The Topic Detection and Tracking (TDT) initiative was first intended to explore techniques for identifying events and tracking their reappearance and evolution in a text document stream. Within the TDT context, an event was initially defined as “some unique thing that happens at some point in time” [3]. This definition was further extended to include location as well [104], defining an event as “something that happens at some specific time and place”. Under this definition, the World Trade Center attacks that took place on September 11, 2001 is an event. However, the media also reported the subsequent collapse of the World Trade Center towers. Here, it is unclear whether the events should be considered as separate events or whether they form part of one single event.
To address such an ambiguity, an amended definition was proposed in [2] stating that an event is “a specific thing that happens at a specific time and place along with all necessary preconditions and unavoidable consequences”. Although this definition makes some clarifications regarding event boundaries, it does not cover all possible types of event, since some of the necessary preconditions and unavoidable consequences may be ambiguous, unknown or subject to debate. Although the TDT-inspired definitions of an event introduce some useful concepts, they do not cover all possible types of events.

Towards event centric content organization in social media

Multimedia documents in User Generated Content (UGC) websites, as well as in personal collections, are often organized into events. Users are usually more likely to upload or gather pictures related to the same event, such as a given holiday trip, a music concert, a wedding, etc. This also applies to professional contents such as journalism or historical data that are even more systematically organized according to hierarchies of events.

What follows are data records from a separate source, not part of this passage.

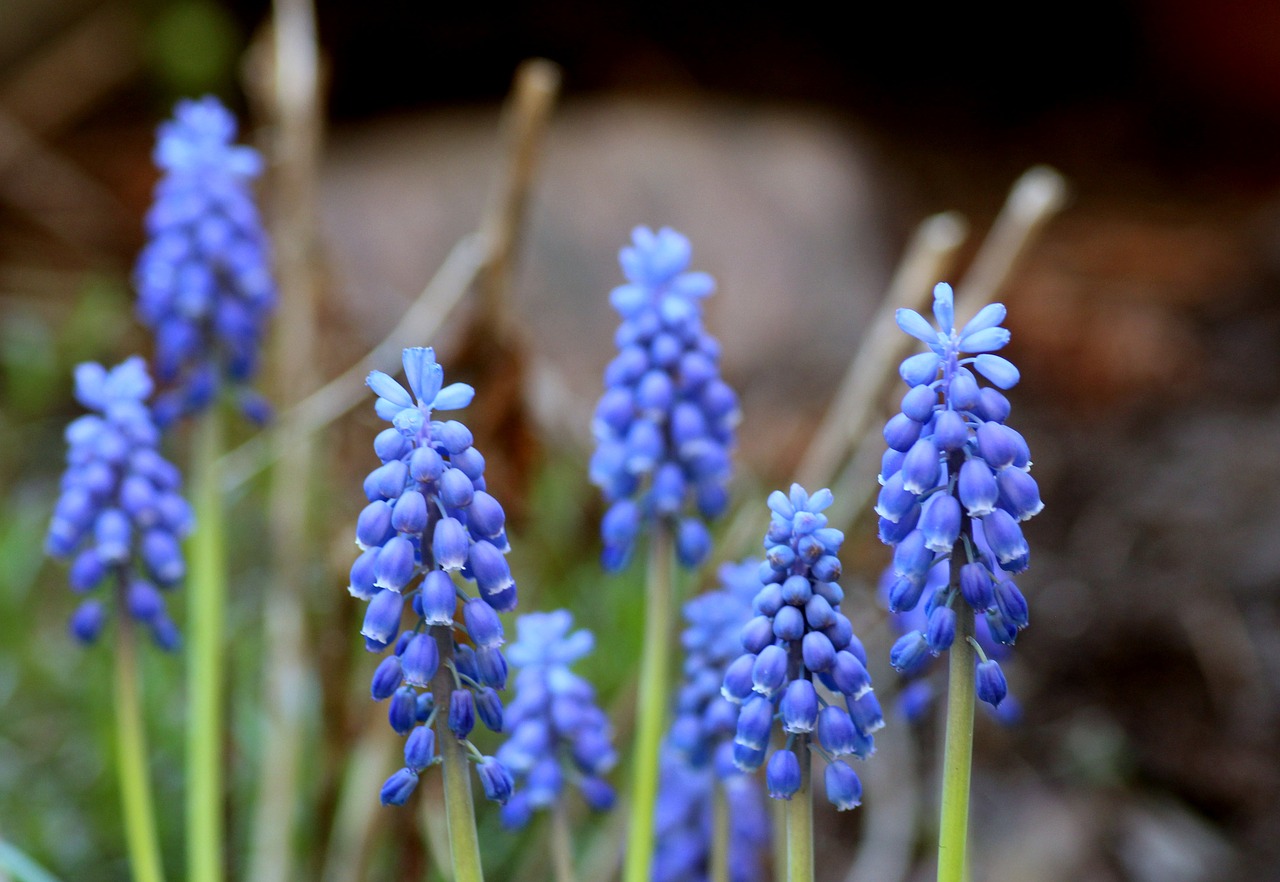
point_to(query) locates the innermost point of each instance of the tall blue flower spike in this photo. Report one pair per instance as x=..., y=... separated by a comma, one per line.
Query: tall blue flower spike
x=664, y=425
x=119, y=516
x=429, y=517
x=955, y=487
x=698, y=755
x=799, y=638
x=557, y=734
x=204, y=278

Given a query event record represented by a set of photos, our method aims to retrieve other records of the same event, notably those generated by other actors or witnesses of the same real-world event. An illustration of two matching event records is presented in Figure 3.1. It shows how a small subset of visually similar and temporally coherent pictures might be used to match the two records, even if they include other distinct pictures covering different aspects of the event. Application scenarios related to such a retrieval paradigm are numerous. By simply uploading their own record of an event users might, for example, gain access to the community of other participants. They can then revive the event by browsing or collecting new data complementary to their own view of the event. If some previous event’s records had already been uploaded and annotated, the system might also automatically annotate a new record or suggest some relevant tags. The proposed method might also have nice applications in the context of citizen journalism. Automatically detecting the fact that a large number of amateur users did indeed record data about the same event would be very helpful for professional journalists in order to cover breaking news. Finally, tracking events across different media has a big potential for historians, sociologists, politicians, etc.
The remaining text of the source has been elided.